Доктор действовал смело и решительно, то есть автоматически, сам же все продолжал обдумывать диалог у скамейки. Наверняка физик пошутил.

- Ну-ка сейчас поглядим, что у нас с законом Бойля-Мариотта.

Он одним движением резанул больного и вскрикнул от боли.

- Черт, что же они без наркоза режут? - Подумал Михаил Антонович. А впрочем, некогда, ситуация критическая. В глазах пошли разноцветные круги, из которых постепенно возникли кадры Бондарчука "Война и Мир", но не батальная сцена, а именно взгляд из телеги смертельно ранеными глазами Андрея Волконского. Доктор не любил Толстого, и ему было обидно смотреть эту картину именно сейчас. Впрочем, небо стало как-то тяжело крениться, и появился кусок Бородинского поля. Оно было видно сквозь тонкие сухие стебли овса, подложенного для мягкости в телегу. Полки наступали, конница обходила флангом, на пригорке в белых обтягивающих толстенные икры панталонах сидел император. Но все это было скорее в его голове, а на самом деле сражение уже покрывалось дымкой, будто его телега была аэропланом. Вскоре в сиреневом тумане покрытый показался город. Отсюда он напоминал Москву.

- Пристегните ремни, - послышался голос с неба. - Через несколько минут наша телега совершит посадку в городе Париже.

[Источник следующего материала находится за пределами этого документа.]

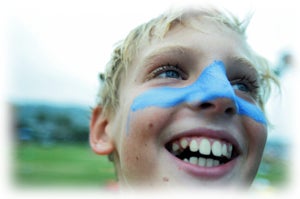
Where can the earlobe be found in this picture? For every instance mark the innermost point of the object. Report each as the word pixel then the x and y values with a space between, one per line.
pixel 100 140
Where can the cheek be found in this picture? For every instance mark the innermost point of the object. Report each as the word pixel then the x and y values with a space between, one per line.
pixel 257 136
pixel 256 140
pixel 141 148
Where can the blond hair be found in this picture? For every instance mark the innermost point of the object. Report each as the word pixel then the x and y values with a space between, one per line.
pixel 127 50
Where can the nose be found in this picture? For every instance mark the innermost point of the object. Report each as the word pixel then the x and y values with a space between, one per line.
pixel 223 106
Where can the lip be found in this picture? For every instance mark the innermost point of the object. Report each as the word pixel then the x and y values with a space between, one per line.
pixel 207 172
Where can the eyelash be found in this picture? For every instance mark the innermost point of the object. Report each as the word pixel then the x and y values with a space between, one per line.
pixel 251 84
pixel 165 68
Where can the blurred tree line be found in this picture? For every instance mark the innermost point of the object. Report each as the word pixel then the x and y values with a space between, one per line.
pixel 48 124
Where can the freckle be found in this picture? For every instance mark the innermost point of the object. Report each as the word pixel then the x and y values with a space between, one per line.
pixel 165 179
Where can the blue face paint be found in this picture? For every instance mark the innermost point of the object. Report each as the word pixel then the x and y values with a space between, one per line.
pixel 211 84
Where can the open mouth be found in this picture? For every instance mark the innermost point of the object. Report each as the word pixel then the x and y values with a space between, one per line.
pixel 202 151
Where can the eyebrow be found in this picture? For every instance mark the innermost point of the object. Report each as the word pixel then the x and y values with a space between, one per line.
pixel 165 51
pixel 242 61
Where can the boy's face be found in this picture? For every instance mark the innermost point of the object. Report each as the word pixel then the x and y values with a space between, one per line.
pixel 192 132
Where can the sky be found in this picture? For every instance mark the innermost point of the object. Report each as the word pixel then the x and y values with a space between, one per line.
pixel 57 48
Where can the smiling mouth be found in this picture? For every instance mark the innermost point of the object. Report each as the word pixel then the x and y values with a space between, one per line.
pixel 202 151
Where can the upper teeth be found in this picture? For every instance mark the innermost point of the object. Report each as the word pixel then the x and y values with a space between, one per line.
pixel 205 146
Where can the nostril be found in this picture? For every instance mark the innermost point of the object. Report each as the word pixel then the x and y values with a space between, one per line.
pixel 206 105
pixel 230 111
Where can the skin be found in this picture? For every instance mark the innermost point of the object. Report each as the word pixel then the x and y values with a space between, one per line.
pixel 138 139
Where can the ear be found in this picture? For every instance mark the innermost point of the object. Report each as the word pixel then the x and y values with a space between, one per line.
pixel 100 140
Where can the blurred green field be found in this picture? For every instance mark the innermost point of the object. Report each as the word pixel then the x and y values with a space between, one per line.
pixel 75 164
pixel 60 164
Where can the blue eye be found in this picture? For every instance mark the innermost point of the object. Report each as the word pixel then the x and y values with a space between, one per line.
pixel 168 71
pixel 169 74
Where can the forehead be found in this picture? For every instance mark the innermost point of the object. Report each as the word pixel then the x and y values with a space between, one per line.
pixel 202 39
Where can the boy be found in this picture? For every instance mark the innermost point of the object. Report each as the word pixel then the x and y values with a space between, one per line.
pixel 182 104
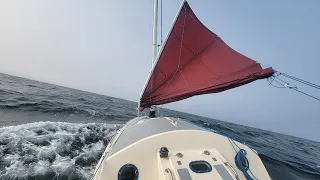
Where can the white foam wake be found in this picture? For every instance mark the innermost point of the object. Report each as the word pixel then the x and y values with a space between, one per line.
pixel 52 150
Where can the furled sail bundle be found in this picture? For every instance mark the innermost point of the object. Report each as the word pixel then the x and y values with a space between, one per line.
pixel 196 61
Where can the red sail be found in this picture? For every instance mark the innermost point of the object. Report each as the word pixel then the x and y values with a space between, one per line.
pixel 196 61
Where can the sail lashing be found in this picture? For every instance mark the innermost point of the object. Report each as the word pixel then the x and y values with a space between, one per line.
pixel 195 61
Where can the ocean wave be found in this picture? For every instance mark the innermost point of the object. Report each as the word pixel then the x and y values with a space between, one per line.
pixel 47 106
pixel 52 150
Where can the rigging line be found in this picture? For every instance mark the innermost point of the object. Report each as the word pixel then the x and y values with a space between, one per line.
pixel 299 80
pixel 161 22
pixel 286 85
pixel 181 44
pixel 178 70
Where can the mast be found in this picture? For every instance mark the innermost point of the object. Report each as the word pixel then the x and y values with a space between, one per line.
pixel 154 31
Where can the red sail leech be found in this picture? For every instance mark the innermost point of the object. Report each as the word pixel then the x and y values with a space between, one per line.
pixel 196 61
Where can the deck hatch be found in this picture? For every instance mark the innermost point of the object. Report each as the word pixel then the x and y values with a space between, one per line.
pixel 200 166
pixel 184 174
pixel 223 172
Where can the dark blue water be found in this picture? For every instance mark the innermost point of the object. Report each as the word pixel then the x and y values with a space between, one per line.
pixel 53 132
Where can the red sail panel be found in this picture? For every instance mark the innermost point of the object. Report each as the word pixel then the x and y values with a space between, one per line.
pixel 196 61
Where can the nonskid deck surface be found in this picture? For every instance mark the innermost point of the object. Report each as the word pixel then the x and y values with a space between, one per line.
pixel 136 148
pixel 140 128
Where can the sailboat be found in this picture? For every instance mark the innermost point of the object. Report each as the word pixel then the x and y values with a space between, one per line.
pixel 192 61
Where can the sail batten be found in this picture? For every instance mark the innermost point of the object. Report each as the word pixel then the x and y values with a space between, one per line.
pixel 195 61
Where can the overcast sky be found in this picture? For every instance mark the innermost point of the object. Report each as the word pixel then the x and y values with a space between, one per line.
pixel 104 46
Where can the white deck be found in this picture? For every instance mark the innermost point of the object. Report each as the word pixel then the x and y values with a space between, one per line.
pixel 140 140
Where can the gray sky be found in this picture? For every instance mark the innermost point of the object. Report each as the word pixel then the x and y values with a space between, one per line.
pixel 105 47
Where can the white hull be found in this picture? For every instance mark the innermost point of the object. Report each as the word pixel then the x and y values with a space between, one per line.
pixel 139 141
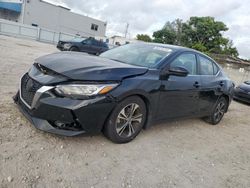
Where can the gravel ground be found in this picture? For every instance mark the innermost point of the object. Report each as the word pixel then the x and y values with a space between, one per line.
pixel 186 153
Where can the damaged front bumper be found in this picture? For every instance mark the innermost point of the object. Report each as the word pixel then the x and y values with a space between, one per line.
pixel 65 116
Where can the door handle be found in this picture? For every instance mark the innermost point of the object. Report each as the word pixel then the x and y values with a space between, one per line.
pixel 222 83
pixel 196 84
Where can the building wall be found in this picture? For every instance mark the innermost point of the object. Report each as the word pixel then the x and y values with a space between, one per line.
pixel 60 19
pixel 9 15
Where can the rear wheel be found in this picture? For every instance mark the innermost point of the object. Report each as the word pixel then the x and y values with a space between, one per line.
pixel 218 111
pixel 75 49
pixel 126 120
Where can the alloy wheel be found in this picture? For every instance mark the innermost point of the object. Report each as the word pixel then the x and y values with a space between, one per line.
pixel 129 120
pixel 219 111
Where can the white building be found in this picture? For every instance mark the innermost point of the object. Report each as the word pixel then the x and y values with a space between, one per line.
pixel 52 17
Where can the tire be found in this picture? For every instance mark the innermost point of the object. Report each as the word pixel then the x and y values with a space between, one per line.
pixel 123 125
pixel 75 49
pixel 218 111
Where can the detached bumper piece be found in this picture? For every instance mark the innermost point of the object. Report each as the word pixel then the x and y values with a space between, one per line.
pixel 241 96
pixel 62 116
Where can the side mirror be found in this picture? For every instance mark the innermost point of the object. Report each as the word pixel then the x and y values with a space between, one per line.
pixel 175 71
pixel 178 71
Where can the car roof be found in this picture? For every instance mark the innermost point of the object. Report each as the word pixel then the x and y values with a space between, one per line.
pixel 177 48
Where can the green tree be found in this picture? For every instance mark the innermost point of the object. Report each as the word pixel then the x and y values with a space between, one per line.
pixel 143 37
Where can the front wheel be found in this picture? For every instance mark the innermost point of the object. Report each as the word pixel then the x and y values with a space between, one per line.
pixel 126 120
pixel 218 111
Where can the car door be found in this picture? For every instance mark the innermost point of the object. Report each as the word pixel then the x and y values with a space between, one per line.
pixel 179 96
pixel 211 84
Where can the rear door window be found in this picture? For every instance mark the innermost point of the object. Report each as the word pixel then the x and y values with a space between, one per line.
pixel 187 61
pixel 207 67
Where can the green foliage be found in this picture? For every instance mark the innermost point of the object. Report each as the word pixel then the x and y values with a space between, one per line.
pixel 143 37
pixel 200 33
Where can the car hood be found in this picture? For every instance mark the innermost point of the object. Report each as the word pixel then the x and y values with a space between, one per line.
pixel 80 66
pixel 245 86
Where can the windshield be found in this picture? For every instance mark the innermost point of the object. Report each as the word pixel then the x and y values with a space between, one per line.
pixel 138 54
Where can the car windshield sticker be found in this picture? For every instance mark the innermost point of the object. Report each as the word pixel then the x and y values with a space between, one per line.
pixel 162 49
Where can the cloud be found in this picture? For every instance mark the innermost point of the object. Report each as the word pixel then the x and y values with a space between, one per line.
pixel 146 16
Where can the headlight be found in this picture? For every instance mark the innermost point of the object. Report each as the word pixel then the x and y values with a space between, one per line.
pixel 81 90
pixel 67 45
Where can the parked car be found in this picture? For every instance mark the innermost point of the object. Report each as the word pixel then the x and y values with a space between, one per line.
pixel 89 45
pixel 123 90
pixel 242 92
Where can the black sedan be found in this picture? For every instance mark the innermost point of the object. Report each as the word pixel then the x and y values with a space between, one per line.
pixel 123 90
pixel 242 92
pixel 89 45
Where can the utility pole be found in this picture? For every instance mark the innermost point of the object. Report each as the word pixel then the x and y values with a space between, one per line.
pixel 126 31
pixel 23 10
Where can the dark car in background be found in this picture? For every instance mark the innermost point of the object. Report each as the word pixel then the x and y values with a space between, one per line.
pixel 89 45
pixel 123 90
pixel 242 92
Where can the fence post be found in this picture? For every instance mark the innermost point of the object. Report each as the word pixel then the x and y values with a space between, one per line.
pixel 38 33
pixel 19 30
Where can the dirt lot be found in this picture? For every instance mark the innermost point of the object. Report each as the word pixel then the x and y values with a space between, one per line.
pixel 187 153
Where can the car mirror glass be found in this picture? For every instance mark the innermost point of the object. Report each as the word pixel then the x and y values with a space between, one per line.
pixel 177 71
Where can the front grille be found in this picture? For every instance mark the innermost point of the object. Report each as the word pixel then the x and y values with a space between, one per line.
pixel 29 88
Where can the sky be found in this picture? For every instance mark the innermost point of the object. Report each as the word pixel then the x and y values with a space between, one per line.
pixel 147 16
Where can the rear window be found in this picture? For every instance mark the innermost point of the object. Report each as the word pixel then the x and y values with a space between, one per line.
pixel 139 54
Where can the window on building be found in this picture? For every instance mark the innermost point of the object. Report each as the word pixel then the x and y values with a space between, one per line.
pixel 94 27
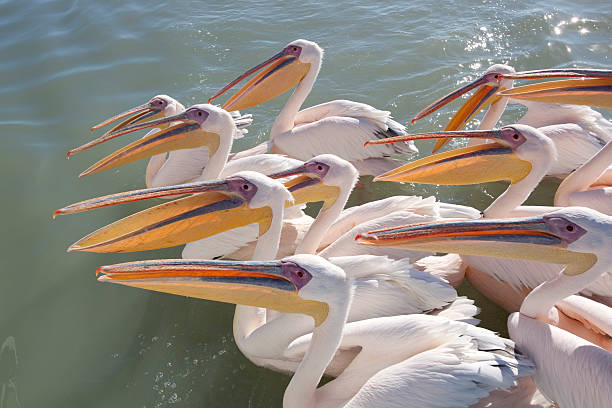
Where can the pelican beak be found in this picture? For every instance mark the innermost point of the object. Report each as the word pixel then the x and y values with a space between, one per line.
pixel 534 238
pixel 308 187
pixel 272 285
pixel 282 72
pixel 177 132
pixel 488 85
pixel 213 208
pixel 591 92
pixel 147 112
pixel 469 165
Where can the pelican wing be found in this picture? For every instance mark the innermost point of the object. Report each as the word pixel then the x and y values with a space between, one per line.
pixel 344 108
pixel 263 163
pixel 421 360
pixel 574 144
pixel 519 273
pixel 342 128
pixel 571 371
pixel 593 315
pixel 599 199
pixel 221 244
pixel 180 167
pixel 386 287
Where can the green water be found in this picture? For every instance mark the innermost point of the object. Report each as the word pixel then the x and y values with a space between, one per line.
pixel 66 65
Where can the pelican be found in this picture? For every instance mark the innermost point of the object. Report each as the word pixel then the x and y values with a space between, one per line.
pixel 327 178
pixel 590 185
pixel 571 371
pixel 339 127
pixel 383 287
pixel 522 155
pixel 198 139
pixel 409 360
pixel 577 131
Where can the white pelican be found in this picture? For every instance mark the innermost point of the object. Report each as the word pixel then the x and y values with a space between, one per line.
pixel 413 360
pixel 577 131
pixel 339 127
pixel 383 287
pixel 590 185
pixel 327 178
pixel 198 140
pixel 333 231
pixel 571 371
pixel 522 155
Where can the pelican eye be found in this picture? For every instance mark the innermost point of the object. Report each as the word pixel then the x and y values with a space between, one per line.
pixel 563 228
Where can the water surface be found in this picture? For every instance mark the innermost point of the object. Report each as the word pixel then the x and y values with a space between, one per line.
pixel 68 64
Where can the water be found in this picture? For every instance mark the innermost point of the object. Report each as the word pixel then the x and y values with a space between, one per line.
pixel 68 64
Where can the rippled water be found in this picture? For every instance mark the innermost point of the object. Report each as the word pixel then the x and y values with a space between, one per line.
pixel 70 341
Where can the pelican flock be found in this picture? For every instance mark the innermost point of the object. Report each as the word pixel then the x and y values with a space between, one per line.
pixel 366 294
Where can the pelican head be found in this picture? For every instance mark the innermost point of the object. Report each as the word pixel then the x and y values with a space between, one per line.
pixel 570 236
pixel 322 178
pixel 488 84
pixel 157 107
pixel 516 150
pixel 199 125
pixel 214 206
pixel 305 284
pixel 278 74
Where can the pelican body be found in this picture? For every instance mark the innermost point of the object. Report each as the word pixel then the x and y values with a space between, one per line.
pixel 571 371
pixel 411 360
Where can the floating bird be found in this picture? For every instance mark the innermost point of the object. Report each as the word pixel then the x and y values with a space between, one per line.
pixel 522 155
pixel 339 127
pixel 590 185
pixel 198 140
pixel 571 371
pixel 383 287
pixel 577 131
pixel 413 360
pixel 326 178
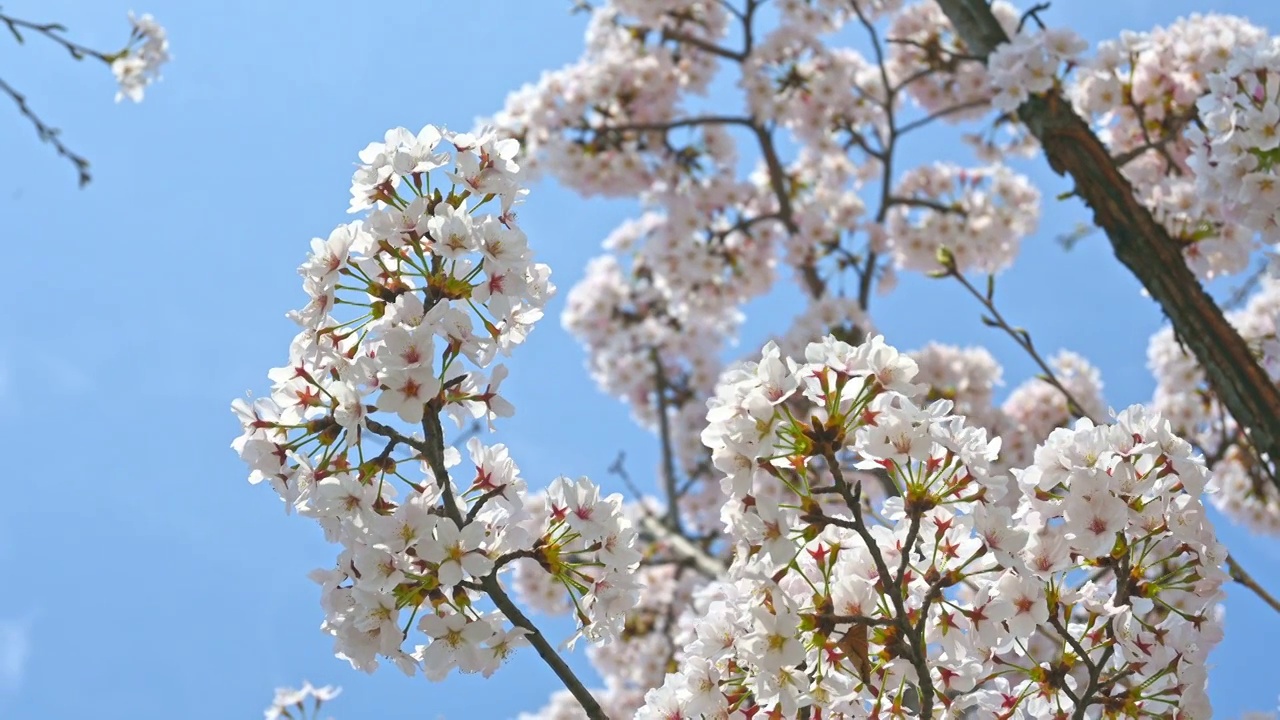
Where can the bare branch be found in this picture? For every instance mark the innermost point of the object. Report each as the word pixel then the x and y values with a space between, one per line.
pixel 46 133
pixel 1242 577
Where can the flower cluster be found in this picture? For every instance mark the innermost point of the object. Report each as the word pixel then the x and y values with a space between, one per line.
pixel 138 64
pixel 1183 395
pixel 1097 589
pixel 292 703
pixel 979 215
pixel 408 309
pixel 1142 91
pixel 1235 154
pixel 1028 64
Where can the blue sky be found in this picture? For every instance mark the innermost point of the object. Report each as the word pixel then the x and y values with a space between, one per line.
pixel 145 578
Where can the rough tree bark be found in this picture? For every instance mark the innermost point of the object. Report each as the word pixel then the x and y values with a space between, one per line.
pixel 1141 244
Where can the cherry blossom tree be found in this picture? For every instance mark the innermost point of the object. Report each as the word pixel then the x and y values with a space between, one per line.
pixel 136 65
pixel 844 528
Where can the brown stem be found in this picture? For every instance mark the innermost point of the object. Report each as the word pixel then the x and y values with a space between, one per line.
pixel 1242 577
pixel 668 456
pixel 46 133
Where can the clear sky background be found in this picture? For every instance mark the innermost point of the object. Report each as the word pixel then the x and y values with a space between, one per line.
pixel 144 578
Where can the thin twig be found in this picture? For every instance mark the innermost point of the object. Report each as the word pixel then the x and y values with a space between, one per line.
pixel 668 460
pixel 53 31
pixel 1022 337
pixel 46 133
pixel 1242 577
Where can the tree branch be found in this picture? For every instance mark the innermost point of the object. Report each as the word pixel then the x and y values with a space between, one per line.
pixel 1239 575
pixel 1142 244
pixel 668 460
pixel 46 133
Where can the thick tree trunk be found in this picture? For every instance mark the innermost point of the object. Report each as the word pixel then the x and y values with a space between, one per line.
pixel 1141 244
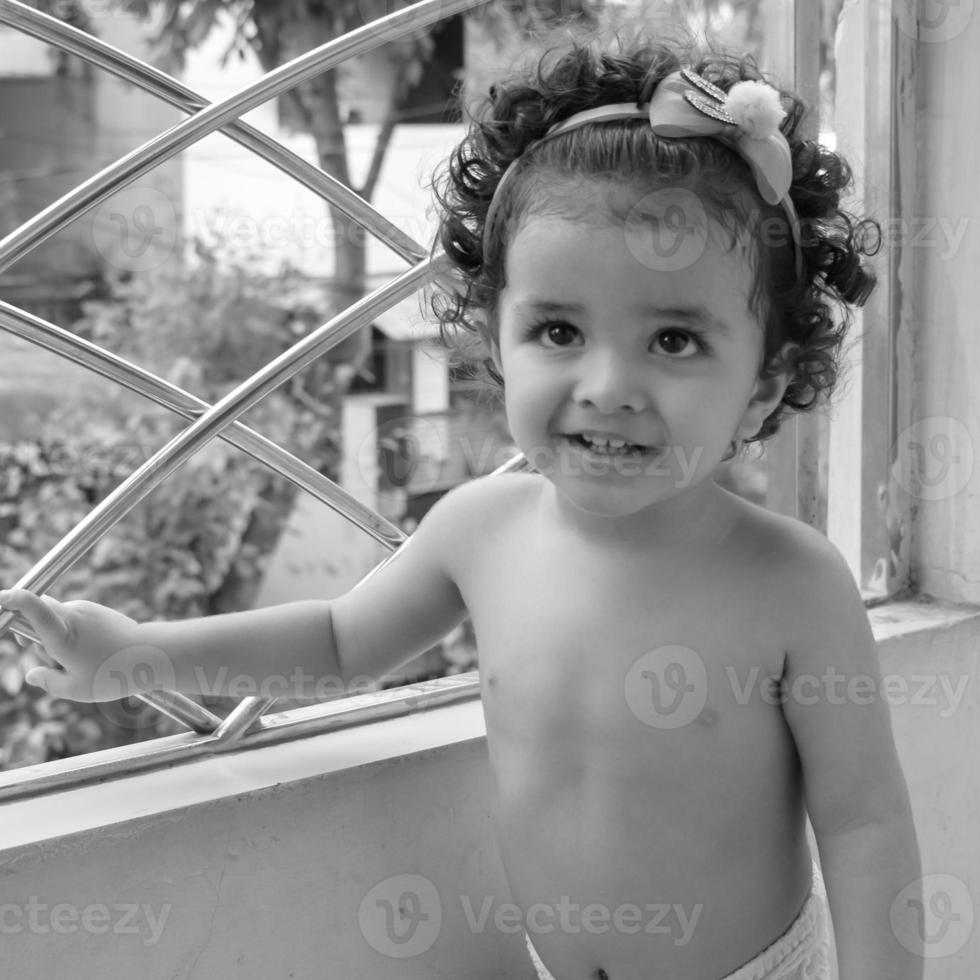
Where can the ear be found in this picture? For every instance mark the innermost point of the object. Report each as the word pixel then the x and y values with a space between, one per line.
pixel 768 393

- Но как же Париж? - удивился доктор, - Там Эйфелева, а здесь Останкинская! В небе кто-то засмеялся и пояснил:

- Ах, Михаил Антонович, право, как же так, всю жизнь мечтали, а когда мечта замаячила, не признали. Да ведь это и есть, доктор, наш Будущий Париж!

- Но отчего он так пульсирует.

Доктор видел, как вся панорама стала подергиваться, будто их телега попала в турбулентный слой.

- Так ведь Париж этот в вашем сердце, Михаил Антонович.

- Отлично, - быстро вспомнил доктор и уверенно щелкнул ремнем, - Я знал что, так и будет.

32

Куда идти? Без разницы, все и так при нем. Слепые московские окна и их негасимая квадратная чернота. Сейчас Москва ему представлялась геометрической проекцией прошлого на плоскость настоящего, подвешенную в неведомой пустоте перпендикулярно линии времени.

Неоспоримым доказательством этого были названия московских улиц. Его всегда забавляли московские улицы. Где еще, в каком мире или в каких временах могли бы пересечься Ломоносов с Ганди или Ленин с Лобачевским? Уж конечно, не в Нью-Йорке, и даже не в Париже, хотя, хотя, вот, например, во Флоренции есть улица Гагарина, и пересекает ее какая-нибудь виа Гарибальди. Но здесь столпотворение характеров и лиц похлеще. Интересно, понимает ли еще кто-нибудь, сколько красивых мыслей возникает на московских перекрестках?